TWIN FALLS, Idaho (AP) — A decision by New York-based Agro Farma to build its new western manufacturing plant for Chobani yogurt in south-central Idaho will create a large ripple effect with additional jobs, economist say.
The ripple effect for Chobani is high because yogurt is made from milk, a top product of the region, said Jan Roeser, a regional economist with the Idaho Department of Labor.
Moscow-based Economic Modeling Specialists Inc. calculated a job multiplier of 7.57. That means the company's new 400 jobs will result in additional 2,628 jobs outside the company and a total payroll of $135.4 million.
"The economy is made up of these interdependent relationships," Joshua Wright, communications manager for the EMSI, told The Times-News (http://bit.ly/sLUTwo ) in a story published Saturday.

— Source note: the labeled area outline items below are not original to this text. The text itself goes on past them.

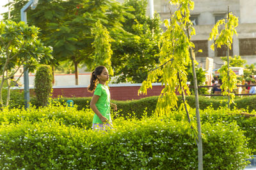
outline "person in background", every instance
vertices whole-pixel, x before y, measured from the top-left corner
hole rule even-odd
[[[221,81],[218,81],[217,79],[214,79],[214,80],[212,81],[212,94],[214,95],[220,95],[221,93],[221,89],[220,87],[217,87],[217,86],[220,86],[221,85]]]
[[[251,81],[251,84],[252,85],[255,85],[255,80],[252,80]],[[255,94],[256,93],[256,87],[255,86],[252,86],[250,87],[251,88],[250,89],[249,91],[249,94]]]
[[[13,76],[12,76],[11,77],[10,77],[10,79],[11,79],[11,86],[15,86],[15,87],[22,86],[20,83],[19,83],[17,81],[15,81],[15,79],[14,79]]]
[[[111,128],[110,107],[116,111],[116,105],[110,102],[110,93],[106,82],[109,80],[108,69],[104,66],[97,66],[92,73],[89,91],[93,91],[90,107],[95,112],[92,129],[106,130]]]

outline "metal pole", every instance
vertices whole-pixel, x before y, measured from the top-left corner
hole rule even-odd
[[[27,9],[32,4],[34,0],[30,0],[25,6],[20,10],[20,19],[21,21],[25,22],[27,24]],[[24,72],[24,99],[25,108],[29,108],[29,81],[28,68],[24,65],[23,67]]]
[[[228,20],[227,22],[228,22],[229,20],[229,6],[228,6]],[[227,65],[228,65],[228,81],[230,80],[230,77],[229,77],[229,47],[228,45],[227,45]],[[229,88],[228,89],[228,109],[230,109],[230,95],[229,94],[230,92],[230,89]]]
[[[154,19],[154,0],[149,0],[149,15],[150,19]]]

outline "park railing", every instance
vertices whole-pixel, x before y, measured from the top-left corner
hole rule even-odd
[[[243,85],[236,85],[237,88],[241,87],[253,87],[253,86],[256,86],[256,84],[243,84]],[[216,85],[216,86],[198,86],[198,88],[220,88],[220,85]],[[189,86],[189,88],[193,88],[193,86]],[[236,93],[236,96],[252,96],[252,95],[255,95],[256,94],[250,94],[250,93]],[[220,96],[223,96],[221,94],[202,94],[200,95],[202,96],[207,96],[207,97],[220,97]]]

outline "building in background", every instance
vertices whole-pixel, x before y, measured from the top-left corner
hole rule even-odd
[[[119,0],[123,2],[123,0]],[[161,20],[170,19],[170,13],[174,12],[169,0],[154,0],[154,8]],[[208,38],[216,22],[225,17],[228,6],[229,11],[239,17],[239,26],[236,30],[238,36],[234,36],[230,56],[241,56],[248,65],[256,63],[256,1],[255,0],[194,0],[195,8],[191,12],[191,20],[195,26],[196,35],[192,36],[195,51],[202,49],[203,52],[196,53],[196,61],[200,66],[205,68],[206,58],[213,59],[214,68],[220,68],[223,61],[220,59],[226,56],[224,48],[211,49],[213,43]],[[149,4],[149,0],[148,0]],[[147,7],[149,15],[149,6]],[[163,27],[163,29],[165,28]]]

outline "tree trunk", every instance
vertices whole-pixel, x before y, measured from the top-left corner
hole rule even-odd
[[[75,66],[76,85],[78,85],[78,62],[76,60],[76,57],[73,57],[74,65]]]
[[[186,110],[186,112],[187,113],[188,121],[189,123],[190,123],[191,122],[191,120],[190,120],[189,112],[188,112],[188,108],[187,108],[187,105],[186,104],[186,102],[186,102],[185,93],[184,91],[182,86],[181,85],[180,76],[180,73],[179,73],[179,71],[178,71],[177,73],[178,73],[179,82],[180,84],[180,88],[181,88],[181,90],[182,90],[182,96],[183,104],[184,104],[185,110]]]
[[[189,37],[189,31],[187,26],[187,36]],[[194,58],[193,55],[192,49],[189,49],[190,59],[192,62],[192,70],[193,70],[193,78],[194,81],[194,89],[195,89],[195,99],[196,104],[196,123],[197,123],[197,130],[198,130],[198,170],[203,169],[203,143],[202,141],[202,130],[201,130],[201,121],[200,116],[199,112],[199,100],[198,100],[198,88],[197,86],[196,73],[195,68]]]
[[[54,86],[54,84],[55,84],[55,77],[54,77],[54,66],[52,66],[52,86]]]
[[[227,74],[228,74],[228,82],[229,82],[230,78],[229,77],[229,48],[228,48],[228,47],[227,47],[227,65],[228,65],[228,73],[227,73]],[[230,94],[229,92],[230,92],[230,91],[229,87],[228,87],[228,109],[230,109]]]

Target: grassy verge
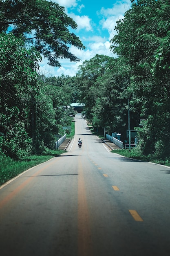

Company officials on Thursday joined state and local leaders on Thursday to announce plans to build a $100 million production facility in Twin Falls and add 400 jobs to the local economy. The decision to move to the Magic Valley was tied to the region's milk production capacity and trainable workforce, Agro Farma founder and CEO Hamdi Ulukaya said.
It's unclear how much the region's 7.9 percent unemployment rate might be reduced. Officials said the eight-county region has an estimated 7,550 people out of work. New jobs could be filled by people moving from outside the area, and some people already employed might quit to instead work at the yogurt plant. But Roeser noted that will create job openings elsewhere.
Headquartered in Norwich, Agro Farma is New York's largest dairy manufacturer, and it launched the Chobani brand in 2007.
Chobani is currently the nation's top selling Greek yogurt, a thicker style yogurt that has twice the protein of traditional yogurts, all natural ingredients, and hormone-free milk.